Premessa, quindi, la nullità di siffatti ordini di investimento, con un ragionamento giuridicamente ineccepibile la Suprema Corte ha affrontato la tematica relativa alla distinzione tra “nullità relativa di protezione” e “nullità assoluta”.
In altri termini, se la mancanza/carenza di forma scritta convenzionalmente pattuita nel contratto quadro – da ritenersi ormai caso residuale e ipotizzabile unicamente nell’ipotesi di mancata sottoscrizione da parte del cliente o di inesistenza del contratto quadro, come sancito dai principi evidenziati dalle S.U. con la nota sentenza n. 898/18 – costituisce una c.d. “forma di protezione” di cui all’art. 23 Testo Unico Finanziario, in quanto funzionale alla tutela del solo “contraente debole”, unico soggetto che giuridicamente è legittimato a farla valere in giudizio; la nullità per inosservanza della forma concordata nel contratto quadro relativamente agli ordini di investimento o anche ai contratti in strumenti derivati non è una nullità relativa, rimessa al solo cliente investitore, ma è eccepibile anche dalla banca intermediaria in quanto a tutela degli interessi di entrambe le parti contrattuali.
Dunque verosimilmente anche la banca potrebbe contestare la nullità dell’investimento per difetto della forma convenuta tra le parti e, conseguentemente, rifiutarne l’esecuzione così come sancito in un precedente, dalla Suprema Corte, la quale in merito ha statuito che: “...l’intermediario può legittimamente rifiutare l’esecuzione di un ordine non impartito per iscritto e la nullità dello stesso, per carenza del requisito della forma scritta convenzionale, può essere fatta valere da entrambi i contraenti” (Cass. civ. sez. I, sent. n. 16053 del 02-08-2016).

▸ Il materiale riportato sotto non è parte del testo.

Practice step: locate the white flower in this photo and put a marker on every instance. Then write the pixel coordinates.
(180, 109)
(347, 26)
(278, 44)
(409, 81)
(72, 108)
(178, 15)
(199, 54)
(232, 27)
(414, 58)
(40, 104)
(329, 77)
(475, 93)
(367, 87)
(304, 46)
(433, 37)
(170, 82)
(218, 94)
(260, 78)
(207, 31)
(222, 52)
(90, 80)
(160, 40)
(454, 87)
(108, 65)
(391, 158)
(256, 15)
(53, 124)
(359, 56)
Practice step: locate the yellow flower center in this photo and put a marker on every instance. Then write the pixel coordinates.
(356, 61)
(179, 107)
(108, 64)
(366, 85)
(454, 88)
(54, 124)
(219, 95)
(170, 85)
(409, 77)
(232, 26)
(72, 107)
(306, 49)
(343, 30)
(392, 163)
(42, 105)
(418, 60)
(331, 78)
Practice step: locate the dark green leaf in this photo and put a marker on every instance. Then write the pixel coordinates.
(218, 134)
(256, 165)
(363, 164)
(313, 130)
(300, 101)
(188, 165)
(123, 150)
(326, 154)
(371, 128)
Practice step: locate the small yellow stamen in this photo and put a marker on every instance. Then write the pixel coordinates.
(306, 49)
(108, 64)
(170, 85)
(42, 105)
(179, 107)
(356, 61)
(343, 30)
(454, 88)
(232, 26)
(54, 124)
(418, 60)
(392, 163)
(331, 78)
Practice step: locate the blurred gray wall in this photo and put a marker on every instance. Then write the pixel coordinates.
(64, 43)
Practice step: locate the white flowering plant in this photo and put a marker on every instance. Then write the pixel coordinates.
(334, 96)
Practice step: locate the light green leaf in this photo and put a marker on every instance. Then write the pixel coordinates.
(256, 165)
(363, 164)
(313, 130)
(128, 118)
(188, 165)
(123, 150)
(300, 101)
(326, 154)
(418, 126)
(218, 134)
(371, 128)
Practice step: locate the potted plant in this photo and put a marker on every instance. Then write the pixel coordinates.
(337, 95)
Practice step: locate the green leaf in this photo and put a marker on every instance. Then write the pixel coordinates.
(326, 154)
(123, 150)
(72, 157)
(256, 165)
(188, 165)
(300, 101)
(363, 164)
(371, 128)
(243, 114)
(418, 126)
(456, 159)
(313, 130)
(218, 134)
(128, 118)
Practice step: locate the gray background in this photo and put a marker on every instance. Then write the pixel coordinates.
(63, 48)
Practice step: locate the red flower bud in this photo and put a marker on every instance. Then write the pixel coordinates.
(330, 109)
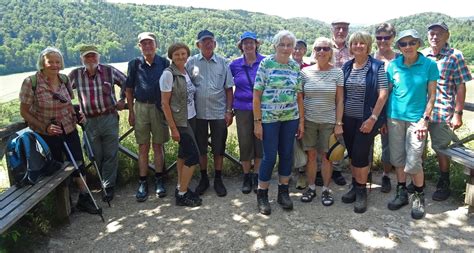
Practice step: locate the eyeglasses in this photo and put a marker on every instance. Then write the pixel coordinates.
(325, 49)
(405, 44)
(383, 37)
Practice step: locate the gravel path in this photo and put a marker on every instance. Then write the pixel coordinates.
(232, 223)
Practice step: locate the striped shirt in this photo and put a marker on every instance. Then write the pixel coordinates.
(319, 89)
(355, 85)
(96, 93)
(453, 72)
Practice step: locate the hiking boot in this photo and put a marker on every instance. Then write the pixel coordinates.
(142, 192)
(401, 199)
(160, 189)
(188, 199)
(442, 190)
(219, 187)
(284, 197)
(360, 205)
(247, 184)
(418, 205)
(301, 183)
(338, 178)
(326, 197)
(85, 204)
(386, 185)
(202, 186)
(349, 197)
(262, 202)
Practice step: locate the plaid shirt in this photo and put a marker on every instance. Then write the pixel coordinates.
(45, 107)
(453, 72)
(96, 93)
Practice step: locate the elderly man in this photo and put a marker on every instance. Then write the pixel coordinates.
(95, 89)
(214, 82)
(145, 114)
(449, 102)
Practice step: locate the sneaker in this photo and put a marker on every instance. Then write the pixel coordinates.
(386, 185)
(418, 205)
(219, 187)
(326, 198)
(142, 192)
(442, 190)
(400, 200)
(308, 195)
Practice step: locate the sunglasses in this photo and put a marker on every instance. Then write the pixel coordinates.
(405, 44)
(383, 37)
(325, 49)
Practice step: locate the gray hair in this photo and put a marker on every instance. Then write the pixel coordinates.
(283, 34)
(45, 52)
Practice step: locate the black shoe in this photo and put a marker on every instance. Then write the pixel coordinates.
(202, 186)
(85, 204)
(400, 200)
(262, 202)
(338, 178)
(442, 190)
(386, 185)
(247, 184)
(284, 197)
(142, 192)
(219, 187)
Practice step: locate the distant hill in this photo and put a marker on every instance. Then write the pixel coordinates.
(29, 26)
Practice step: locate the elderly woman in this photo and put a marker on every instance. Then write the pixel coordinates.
(244, 70)
(177, 99)
(412, 78)
(277, 106)
(45, 104)
(323, 88)
(365, 93)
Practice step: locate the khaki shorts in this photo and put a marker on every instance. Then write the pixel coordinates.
(316, 135)
(405, 148)
(148, 119)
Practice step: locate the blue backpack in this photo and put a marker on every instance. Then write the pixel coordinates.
(29, 157)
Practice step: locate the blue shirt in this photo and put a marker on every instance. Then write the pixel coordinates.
(409, 95)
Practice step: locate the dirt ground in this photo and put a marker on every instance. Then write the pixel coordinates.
(233, 223)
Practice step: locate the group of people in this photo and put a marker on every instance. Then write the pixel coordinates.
(344, 90)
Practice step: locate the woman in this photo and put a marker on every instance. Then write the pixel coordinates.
(177, 99)
(413, 79)
(323, 88)
(365, 93)
(46, 106)
(244, 70)
(277, 106)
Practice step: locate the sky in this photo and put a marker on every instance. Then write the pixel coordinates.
(361, 12)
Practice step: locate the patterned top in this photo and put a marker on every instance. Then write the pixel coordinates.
(45, 104)
(279, 84)
(453, 72)
(96, 93)
(211, 78)
(319, 89)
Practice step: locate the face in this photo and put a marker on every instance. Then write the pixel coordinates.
(384, 40)
(147, 47)
(179, 57)
(438, 37)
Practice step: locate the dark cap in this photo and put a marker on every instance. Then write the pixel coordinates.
(205, 34)
(442, 25)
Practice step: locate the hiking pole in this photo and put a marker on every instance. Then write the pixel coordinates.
(91, 153)
(76, 167)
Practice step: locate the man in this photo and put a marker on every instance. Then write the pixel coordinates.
(449, 102)
(214, 82)
(145, 114)
(95, 89)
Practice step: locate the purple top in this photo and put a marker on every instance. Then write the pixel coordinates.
(243, 94)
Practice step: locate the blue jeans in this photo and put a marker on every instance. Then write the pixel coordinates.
(277, 136)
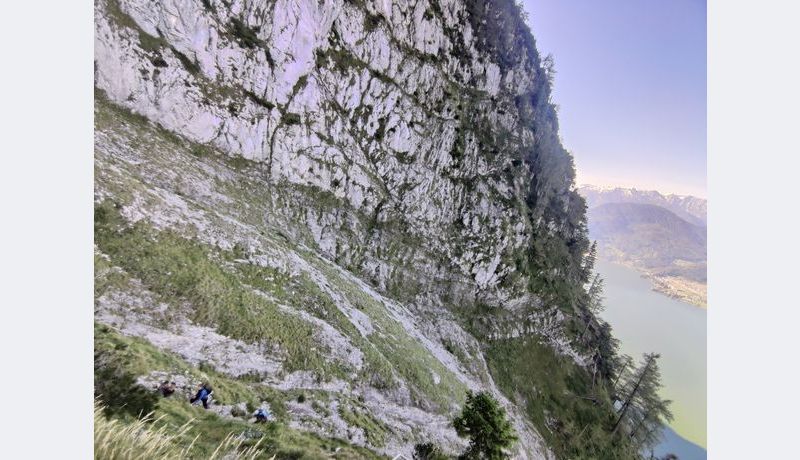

In altre parole, quindi, il principio della commentata statuizione potrebbe essere così riassunto: qualora le parti abbiano contrattualmente previsto una forma predeterminata (ad esempio scritta o anche telefonica mediante registrazione su nastri) per la validità dei successivi ordini di investimento, tale forma è richiesta ad substantiam per la validità degli stessi ordini e – quindi – dello stesso contratto quadro. In mancanza, la nullità che sanziona il contratto quadro non è di protezione ma trova fondamento non soltanto nel fine di assicurare una maggiore ponderazione da parte dell’investitore, ma altresì al fine di garantire all’intermediario la serietà di quell’ordine e permettergli una più agevole prova della richiesta impartita dal cliente.